Trudeau expected to call Canada snap elections Sunday

Ottawa (AFP) –


Canadian Prime Minister Justin Trudeau is expected to pull the plug on his minority Liberal government and call snap elections on Sunday despite a nationwide uptick in Covid infections that is worrying voters.

Trudeau is to visit the governor general to ask her to dissolve parliament and announce voting will be held on September 20, according to public broadcaster CBC and other local media, citing unnamed sources.

He and opposition leaders have been crisscrossing the country in recent weeks making election-style announcements as talk of a possible fall ballot has heated up.

In power for six years, Trudeau was reelected in 2019 but lost his majority in his second term amid scandals.

Despite rolling out massive pandemic aid, passing a federal budget and other key legislation with opposition backing over the past year, he has lamented that parliament in recent months has become dysfunctional, with a "level of obstructionism and toxicity in the House that is of real concern."
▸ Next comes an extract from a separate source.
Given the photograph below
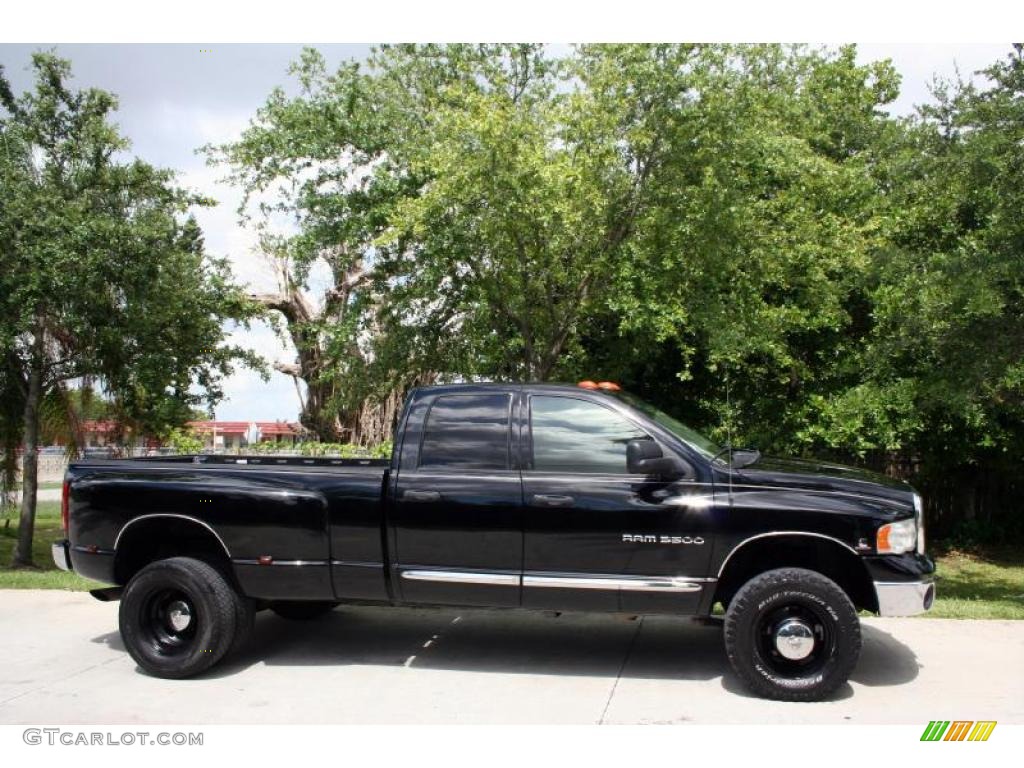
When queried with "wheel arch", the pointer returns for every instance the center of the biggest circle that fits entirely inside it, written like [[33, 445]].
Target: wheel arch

Opposition leaders have pushed back on the move, with one urging Governor General Mary Simon to rebuff Trudeau, informing her in a letter that his party was prepared to continue propping up the minority Liberal government to pass key legislation until the pandemic ends.

"While Justin Trudeau wants to act like (the pandemic) is over... it's not over and people are still worried," New Democratic Party leader Jagmeet Singh told reporters, echoing public health warnings of a looming Covid surge despite rising vaccination rates.

Erin O'Toole, who has struggled to make himself known to voters since becoming head of the main opposition Tories last year, said earlier this week: "We shouldn't be rushing to an election."

O'Toole has been at odds with his rank-and-file over policy proposals such as curbing climate change, but on Thursday he tweeted that his party "is ready" to fight an election.

Royal Military College of Canada politics professor Stephanie Chouinard said Trudeau had valid reasons for wanting to seek a new mandate "to steer Canada through a post-pandemic recovery."

"The timing is good," she argued, "as Canadians are generally in a good mood" since most public health restrictions have been lifted and life is "close enough to being back to normal."

- Trying for a majority -

Pollster and former political strategist Tim Powers suggested Trudeau "has done a risk assessment and believes if he wants a majority, now's the time to try."

"The Liberals have a decent lead. Covid isn't yet (surging) to the same degree that it could in a fourth wave, his main opposition in the Conservatives, Mr. O'Toole, hasn't found his footing, and he probably wants to get this done before kids are back in school for more than two weeks and potential outbreaks happen," Powers told AFP.

"Whether he's mad or not, we'll know on September 20," he added.

Daniel Beland, a politics professor at McGill University in Montreal, noted that two recent provincial elections in New Brunswick and British Columbia saw leaders of minority governments win majorities.

Authorities have been preparing for a possible election, ordering in advance millions of single-use pencils, bottles of hand sanitizer, masks and plexiglass shields.

They could face challenges finding people to staff election stations as seniors who usually volunteer are reluctant due to Covid risks.

Securing locations for polling stations has reportedly been challenging too. Schools, for example, are reluctant to jeopardize September reopenings by allowing use of their facilities for voting booths.

If a general election were to be held now, the Liberals would be in striking distance of a majority in parliament, according to the latest poll by Abacus Data, with 37 percent support.

The Conservatives and the New Democrats trail on 28 percent and 20 percent, respectively.

Abacus found that 38 percent of Canadians would be happy to cast a ballot in the fall while 17 percent are firmly opposed.

If Covid cases spike, however, one in five voters, including many Liberal backers, "would be angry enough not to vote Liberal," the polling firm said in a statement.